Так Пушкин гениально отразил пафос свободы личности и ее самоценности, свободного расцвета человеческого творчества, пафос, выросший в процессе борьбы буржуазного общества с феодализмом. Но эта самоценность личности направлена Пушкиным именно против буржуазного индивида, его «самоценности».

Пафос жизни для жизни, свободной игры человека своими силами приводит даже к своеобразной философии «мига», когда человек силой вдохновения становится «богом». Не обязательно силой вдохновения художника; роль искусства может играть и любовь, и вообще всякое некорыстное, подлинно человеческое чувство.

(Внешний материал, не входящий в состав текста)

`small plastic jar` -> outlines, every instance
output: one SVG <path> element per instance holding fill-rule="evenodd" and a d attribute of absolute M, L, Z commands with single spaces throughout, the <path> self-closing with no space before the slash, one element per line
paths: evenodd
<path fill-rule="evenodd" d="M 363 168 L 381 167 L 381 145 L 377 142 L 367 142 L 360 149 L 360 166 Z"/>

Сила непосредственного человеческого переживания, наслаждения жизнью для жизни, хотя бы даже это был только миг и даже только иллюзия, — такова тема «Египетских ночей», волновавшая Пушкина всю жизнь. Мгновенный и безраздельный взлет страсти, взлет жизни для жизни противостоит практицизму низкой жизни, презренной пользы. И тут великий реалист Пушкин перекликается с реакционным романтиком Тютчевым, который хотел «просиять и погаснуть». Но, в отличие от Тютчева, Пушкин стремится насытить моцартианство всем богатством земной жизни. Однако это богатство земной жизни, как мы видим, как-раз направлено против буржуазного общества, против буржуазной жизни, против односторонности и обедненности буржуазного индивида.

Легко, конечно, разглядеть реакционные тенденции, имеющиеся в моцартианстве Пушкина. Но диалектика истории была такова, что эти тенденции были в то же время и глубоко прогрессивными. Прогрессивными не только по отношению к ограниченности буржуазного индивида, но и по отношению к феодальному индивиду.

Моцарт, конечно, не мог быть героем Бенкендорфов и К-о. С их точки зрения он язычник и вообще ненадежный элемент. Моцарт- Пушкин мог бы написать «Гавриилиаду» (хотя у Пушкина он пишет «Реквием») и вряд ли написал бы «Россиаду» или «Певец в стане русских воинов». В Моцарте пафос прекрасной жизни противостоит политическим и религиозным иллюзиям своего класса, если не в смысле активной борьбы, то, во всяком случае, в смысле отхода от них. Моцарт — это эстетическая критика буржуазного индивида, но она перерастает и в эстетическую критику феодального индивида. Дворянский эпикуреизм у Пушкина, усвоив буржуазную идею свободы личности, повертывает ее против односторонности буржуазного специализированного и завистливого человека и переходит за собственные пределы, выступает против односторонности и феодального человека.

Силой своего реализма Пушкин выходит за пределы своих же предрассудков и симпатий. Пафос цельности и гармоничности жизни, лозунг жизни для жизни (см. ниже анализ стихотворения «К вельможе») бьет не столько даже по Сальери (ибо в России-то не Сальери господствовали), сколько по Николаю Палкину, для коего Моцарт — в лучшем случае опасный бездельник. Ибо крепостническое общество было тоже пропитано духом «презренной пользы». Поэтому оказывалось возможным критиковать пушкинский принцип искусства для искусства справа, как это делали Жуковский, «Маяк», а также отчасти и «Москвитянин».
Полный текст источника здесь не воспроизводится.